No início dos anos 90, o cineasta francês André Téchiné veio ao Brasil para filmar um roteiro de sua autoria. Catherine Deneuve encabeçaria o elenco, na pele de uma mulher à procura do filho desaparecido em um exótico país estrangeiro.
O filme chegou a entrar em pré-produção. O realizador visitou locações, fez testes, eu fui escolhida para um papel, fizemos algumas leituras, até que tudo foi suspenso por falta de financiamento. Téchiné, como é normal acontecer no cassino chamado cinema, deixou a América do Sul frustrado. Anos mais tarde, ele rodaria a película na Ásia com o título de Indochine.
No dia de sua chegada, o produtor de cinema Marcus Tim França foi recebê-lo no aeroporto. Quando, a caminho da Zona Sul, o carro mergulhou nas trevas do Túnel Rebouças, o diretor parisiense foi acometido por um ataque de pânico incontrolável. Ofegante, implorou para que Tim o tirasse dali o mais rápido possível. Téchiné sofria de claustrofobia, tinha pavor do subterrâneo.
Impotente diante da via expressa sem saídas alternativas, o brasileiro aconselhou o europeu a fechar os olhos e deu ordem para o motorista acelerar. No segundo trecho da descida aos infernos, marcado pelo viaduto a céu aberto que atravessa o Cosme Velho, outro desespero de morte até que, finalmente, a Lagoa Rodrigo de Freitas mostrou sua graça.

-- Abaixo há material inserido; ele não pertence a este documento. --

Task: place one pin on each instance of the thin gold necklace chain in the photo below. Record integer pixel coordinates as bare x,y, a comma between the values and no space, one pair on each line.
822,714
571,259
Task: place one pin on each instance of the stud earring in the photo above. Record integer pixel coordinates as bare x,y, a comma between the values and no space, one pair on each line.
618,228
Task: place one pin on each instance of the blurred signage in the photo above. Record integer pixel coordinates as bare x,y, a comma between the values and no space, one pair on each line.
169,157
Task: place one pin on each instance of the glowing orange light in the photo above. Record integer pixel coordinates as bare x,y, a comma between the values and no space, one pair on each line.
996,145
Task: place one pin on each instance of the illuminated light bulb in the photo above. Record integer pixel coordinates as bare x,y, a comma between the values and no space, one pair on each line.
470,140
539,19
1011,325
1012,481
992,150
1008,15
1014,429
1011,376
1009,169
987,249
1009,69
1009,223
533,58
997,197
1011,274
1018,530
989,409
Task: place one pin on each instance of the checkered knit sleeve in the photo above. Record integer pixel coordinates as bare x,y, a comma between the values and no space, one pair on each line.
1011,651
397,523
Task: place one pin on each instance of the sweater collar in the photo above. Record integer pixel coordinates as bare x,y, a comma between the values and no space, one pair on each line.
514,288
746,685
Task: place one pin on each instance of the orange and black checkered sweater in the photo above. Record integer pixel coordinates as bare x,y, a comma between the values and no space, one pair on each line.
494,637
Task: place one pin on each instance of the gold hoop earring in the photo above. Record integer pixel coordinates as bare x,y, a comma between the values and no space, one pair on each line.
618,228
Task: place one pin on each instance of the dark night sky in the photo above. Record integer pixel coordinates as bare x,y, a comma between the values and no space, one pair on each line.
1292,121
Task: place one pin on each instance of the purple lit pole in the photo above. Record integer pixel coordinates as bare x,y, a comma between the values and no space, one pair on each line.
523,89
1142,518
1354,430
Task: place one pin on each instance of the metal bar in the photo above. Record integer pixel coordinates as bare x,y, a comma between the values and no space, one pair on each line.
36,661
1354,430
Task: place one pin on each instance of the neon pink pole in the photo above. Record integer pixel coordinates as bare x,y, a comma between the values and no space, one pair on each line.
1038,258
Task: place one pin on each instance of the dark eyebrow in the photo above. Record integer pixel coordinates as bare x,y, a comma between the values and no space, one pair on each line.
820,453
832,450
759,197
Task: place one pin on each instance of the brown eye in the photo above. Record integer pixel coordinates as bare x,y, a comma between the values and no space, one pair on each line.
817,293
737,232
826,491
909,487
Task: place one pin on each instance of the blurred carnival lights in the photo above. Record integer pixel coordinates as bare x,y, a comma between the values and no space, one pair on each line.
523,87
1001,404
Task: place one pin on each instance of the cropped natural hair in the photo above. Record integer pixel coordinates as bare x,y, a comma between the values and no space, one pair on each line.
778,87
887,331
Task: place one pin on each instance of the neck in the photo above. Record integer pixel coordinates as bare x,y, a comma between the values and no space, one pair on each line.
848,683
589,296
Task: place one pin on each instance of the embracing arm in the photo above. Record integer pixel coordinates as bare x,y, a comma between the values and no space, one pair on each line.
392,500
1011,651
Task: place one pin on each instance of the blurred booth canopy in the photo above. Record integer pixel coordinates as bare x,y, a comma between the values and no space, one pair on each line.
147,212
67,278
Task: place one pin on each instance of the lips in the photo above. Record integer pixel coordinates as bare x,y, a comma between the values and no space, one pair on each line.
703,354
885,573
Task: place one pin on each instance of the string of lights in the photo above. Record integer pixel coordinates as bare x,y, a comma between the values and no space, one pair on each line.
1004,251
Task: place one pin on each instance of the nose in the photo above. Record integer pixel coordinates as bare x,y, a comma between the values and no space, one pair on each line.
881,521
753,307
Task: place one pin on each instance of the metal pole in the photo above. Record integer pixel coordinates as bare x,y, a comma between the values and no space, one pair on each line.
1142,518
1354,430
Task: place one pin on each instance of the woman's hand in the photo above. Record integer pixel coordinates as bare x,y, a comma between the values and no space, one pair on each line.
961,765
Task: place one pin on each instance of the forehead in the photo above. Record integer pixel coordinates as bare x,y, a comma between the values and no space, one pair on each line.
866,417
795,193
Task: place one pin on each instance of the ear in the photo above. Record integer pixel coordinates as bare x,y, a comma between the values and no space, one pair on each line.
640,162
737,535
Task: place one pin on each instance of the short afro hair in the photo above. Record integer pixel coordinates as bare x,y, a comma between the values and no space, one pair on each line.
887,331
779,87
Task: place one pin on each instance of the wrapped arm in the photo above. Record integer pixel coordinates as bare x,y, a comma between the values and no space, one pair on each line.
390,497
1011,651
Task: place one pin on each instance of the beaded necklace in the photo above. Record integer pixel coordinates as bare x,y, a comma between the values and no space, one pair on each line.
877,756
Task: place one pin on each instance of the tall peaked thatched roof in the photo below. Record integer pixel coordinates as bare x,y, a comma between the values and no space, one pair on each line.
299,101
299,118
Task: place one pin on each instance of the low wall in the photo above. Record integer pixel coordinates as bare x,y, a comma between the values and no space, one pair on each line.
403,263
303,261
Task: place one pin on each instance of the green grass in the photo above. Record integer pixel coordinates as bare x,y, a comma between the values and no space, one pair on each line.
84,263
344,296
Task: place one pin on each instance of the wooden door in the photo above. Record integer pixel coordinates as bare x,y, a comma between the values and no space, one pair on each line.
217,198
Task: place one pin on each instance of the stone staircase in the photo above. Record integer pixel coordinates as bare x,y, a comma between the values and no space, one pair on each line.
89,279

Depois do sufoco, encontrar caminhos alternativos que evitassem o subsolo se transformou em um dos problemas logísticos cruciais da empreitada cinematográfica. O Rio é um queijo suíço de atalhos furados na pedra. O cineasta se viu obrigado a ziguezaguear pelos morros, levando três vezes o tempo do resto dos envolvidos para chegar aos mesmos locais.
Ver-se livre dos buracos de minhoca cariocas deve ter sido uma das poucas compensações do fracasso do projeto no Brasil. E olha que Téchiné nunca cruzou o Túnel Zuzu Angel, também conhecido como Dois Irmãos.
Eu morei dez anos em São Conrado e atravessava aquele breu entremeado de galerias sujas todos os dias.
Alto, apertado e sem acostamento, o traçado do Dois Irmãos tem a forma de uma longa e interminável curva. É impossível ver a luz do dia a não ser quando já se está bem próximo à saída. Transeuntes suspeitos se arriscam a pé em meio ao fluxo intenso de veículos, e é comum o roubo de fios do sistema de iluminação. Há algo de sinistro ali. A escuridão, associada à falta de ventilação e à fuligem, atrai pensamentos traiçoeiros para a mente do motorista incauto.
Jamais experimentei nada perto da angústia de Téchiné, mas medo, paranoia, desesperança e infelicidade estão na lista de devaneios sombrios que já me abateram na travessia. O Dois Irmãos faz mal à saúde, à psíquica principalmente.
Outro dia, voltando tarde da noite do Projac, fiquei surpresa com a luminosa pintura branca que revestia a entrada do túnel no sentido Leblon. A obra é parte da reestruturação da divisa da Rocinha com o asfalto. Os holofotes a toda a força, rebatidos na parede clara, enchiam de civilidade o ambiente.
A alegria não durou muito. Alguns metros adiante, o Rio de Janeiro da Copa e da Olimpíada foi brutalmente interrompido pela engenharia jurássica original. A boa impressão da chegada, no entanto, perdurou até a Gávea. Nenhuma ideia soturna me atravessou a espinha naquela madrugada fria de quarta-feira.
Bem que podiam fazer a mesma faxina nas outras três bocas de acesso, a viagem interminável de ida e volta para Curicica ganharia novos ares.
A Linha Amarela possui túneis exemplares, com recuos de segurança, claridade e placares eletrônicos que indicam as condições do trânsito do trajeto; são excelentes modelos para as entranhas da cidade.
Quem disse que intestino não precisa de plástica?